Читать книгу Gloria Dei. Этюд на тему «ревность» - Владимир Численский - Страница 6
Глава 3
ОглавлениеНа следующий день мы с отцом «скрестили» наши интеллекты на бранном поле – над кухонным столом. «Скрестили» – это, конечно, довольно лестный оборот для меня. Мой интеллект куда менее остер, чем отцовский. Да и покороче. Он ведь у меня художник. Талантливый, но неудачливый. Неудачник он во всем – в любви, в творческой своей судьбе, в быту. Пожалуй, только с друзьями ему повезло. Ему уже сорок шесть, а у него пятеро друзей. Настоящих. Это уже проверено. Все они художники и у всех точно такие же проблемы, как и у отца. Один Андриалович среди них исключение – у того и семья, и деньги, и квартира в престижном районе, и выставки, и поездки за границу. Но он ничего – умница – не зазнается.
Они часто собираются у нас и болтают до посинения. Я люблю их слушать. Мне кажется, что я мудрею в их компании. Хотя, может быть, я опять себе льщу.
Раньше (до перестройки) отцу было легче: он разрисовывал холлы и рекреации в школах и детских садах, и мы не так уж и плохо жили. Сейчас стало хуже – художников пруд пруди, а денег детским садам и школам почти не выделяют. Теперь отец вынужден «кантоваться» на алматинском «Арбате» – у гостиницы «Казахстан», подле «Шегиса». Там вся малюющая братия выставляет на продажу свои работы. Покупают, в основном, иностранцы. Правда, в последнее время и местные из «нуворишей» нет-нет, да и купят чего-нибудь. Приобщаются, суки!
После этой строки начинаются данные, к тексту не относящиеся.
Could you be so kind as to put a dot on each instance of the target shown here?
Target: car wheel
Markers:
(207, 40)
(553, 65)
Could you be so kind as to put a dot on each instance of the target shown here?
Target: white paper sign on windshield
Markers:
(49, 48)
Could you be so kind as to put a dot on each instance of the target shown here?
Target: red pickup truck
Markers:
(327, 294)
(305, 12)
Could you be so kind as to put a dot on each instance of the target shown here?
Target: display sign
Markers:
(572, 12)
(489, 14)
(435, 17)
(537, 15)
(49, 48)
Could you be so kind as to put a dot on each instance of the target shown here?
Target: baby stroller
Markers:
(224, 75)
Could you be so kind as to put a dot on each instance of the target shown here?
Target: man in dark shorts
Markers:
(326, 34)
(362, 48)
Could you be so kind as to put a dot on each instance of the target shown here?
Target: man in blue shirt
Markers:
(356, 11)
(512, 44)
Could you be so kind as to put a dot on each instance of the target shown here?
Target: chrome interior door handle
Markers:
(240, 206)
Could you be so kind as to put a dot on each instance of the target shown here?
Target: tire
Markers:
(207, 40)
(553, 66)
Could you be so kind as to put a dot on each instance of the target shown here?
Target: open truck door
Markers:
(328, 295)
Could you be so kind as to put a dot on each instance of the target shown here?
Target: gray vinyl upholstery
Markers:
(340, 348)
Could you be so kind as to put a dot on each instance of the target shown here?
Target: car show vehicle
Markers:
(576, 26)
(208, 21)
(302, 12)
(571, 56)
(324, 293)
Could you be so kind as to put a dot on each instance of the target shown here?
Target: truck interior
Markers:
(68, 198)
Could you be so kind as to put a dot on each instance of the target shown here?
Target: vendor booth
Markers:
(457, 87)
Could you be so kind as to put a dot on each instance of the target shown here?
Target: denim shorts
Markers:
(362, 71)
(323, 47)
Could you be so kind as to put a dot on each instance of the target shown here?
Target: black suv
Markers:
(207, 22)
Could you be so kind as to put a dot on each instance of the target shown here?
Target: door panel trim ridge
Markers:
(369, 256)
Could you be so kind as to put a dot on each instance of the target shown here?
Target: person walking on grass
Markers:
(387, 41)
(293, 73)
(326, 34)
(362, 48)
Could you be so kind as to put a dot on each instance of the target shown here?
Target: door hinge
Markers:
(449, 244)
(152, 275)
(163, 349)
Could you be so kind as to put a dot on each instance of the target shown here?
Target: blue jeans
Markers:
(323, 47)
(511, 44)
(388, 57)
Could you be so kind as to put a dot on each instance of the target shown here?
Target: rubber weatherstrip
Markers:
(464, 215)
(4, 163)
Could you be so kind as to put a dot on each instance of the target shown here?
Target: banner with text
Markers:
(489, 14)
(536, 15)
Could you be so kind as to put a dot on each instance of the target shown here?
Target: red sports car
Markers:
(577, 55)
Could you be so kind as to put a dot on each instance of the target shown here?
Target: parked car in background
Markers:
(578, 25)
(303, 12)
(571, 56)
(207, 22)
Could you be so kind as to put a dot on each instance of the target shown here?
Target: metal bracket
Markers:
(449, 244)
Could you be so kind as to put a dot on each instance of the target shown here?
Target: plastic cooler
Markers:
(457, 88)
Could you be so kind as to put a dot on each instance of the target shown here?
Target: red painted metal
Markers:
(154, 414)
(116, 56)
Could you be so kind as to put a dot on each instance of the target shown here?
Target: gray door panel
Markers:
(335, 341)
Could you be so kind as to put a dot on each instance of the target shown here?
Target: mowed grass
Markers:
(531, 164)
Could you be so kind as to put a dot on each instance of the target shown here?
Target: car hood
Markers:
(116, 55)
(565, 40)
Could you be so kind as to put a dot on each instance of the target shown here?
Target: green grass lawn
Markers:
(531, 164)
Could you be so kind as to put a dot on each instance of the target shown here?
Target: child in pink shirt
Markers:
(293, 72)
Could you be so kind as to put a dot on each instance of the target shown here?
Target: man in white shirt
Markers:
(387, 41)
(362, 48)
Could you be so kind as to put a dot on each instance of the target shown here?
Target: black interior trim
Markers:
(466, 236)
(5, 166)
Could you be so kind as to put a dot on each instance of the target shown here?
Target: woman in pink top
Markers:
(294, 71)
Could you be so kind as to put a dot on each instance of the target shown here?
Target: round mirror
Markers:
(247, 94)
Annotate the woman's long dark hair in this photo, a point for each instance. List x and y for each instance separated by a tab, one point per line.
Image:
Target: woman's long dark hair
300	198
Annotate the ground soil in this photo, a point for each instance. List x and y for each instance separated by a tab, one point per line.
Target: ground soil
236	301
Отец очень радуется, что я не свихнулся. Свихнуться – это, по его определению, означает начать писать стихи, картины, в общем, стать человеком творческим.
Я всего-навсего студент филфака. Я буду обучать детишек словесности. А деньги? Деньги – это дерьмо. Так говорит отец. Ты не прав, папа! Ты, наверное, единственный во всем нашем дворе, кто не заметил появления Венерки. А вот твой сынок заметил. И, причем, одним из первых. Мало того, так еще и она, пусть и через восемь месяцев, но все же заметила твоего отпрыска, папа. И даже позволила снять туфельку со своей уникальной ножки.
Всего этого я отцу не сказал. Все это я лишь подумал про себя. И о том, что его сынок комплексует ходить в задрипанных джинсах, я тоже промолчал. Отец и друзья – это единственное, что у меня есть. Значит, их надо беречь. Тяга к дружбе – это у меня, наверное, наследственное. А дружить надо уметь – так говорит отец. Уметь дружить – это значит уметь беречь своих друзей. Может быть, все эти рассуждения и не очень умны, но это мудро. Мудрость – не свойство ума, а свойство души. Это не цитата из «великих». До этого я додумался сам.
Когда мать от нас ушла, отец заболел. Ему тогда было тридцать три, наверное, а у него случился инфаркт.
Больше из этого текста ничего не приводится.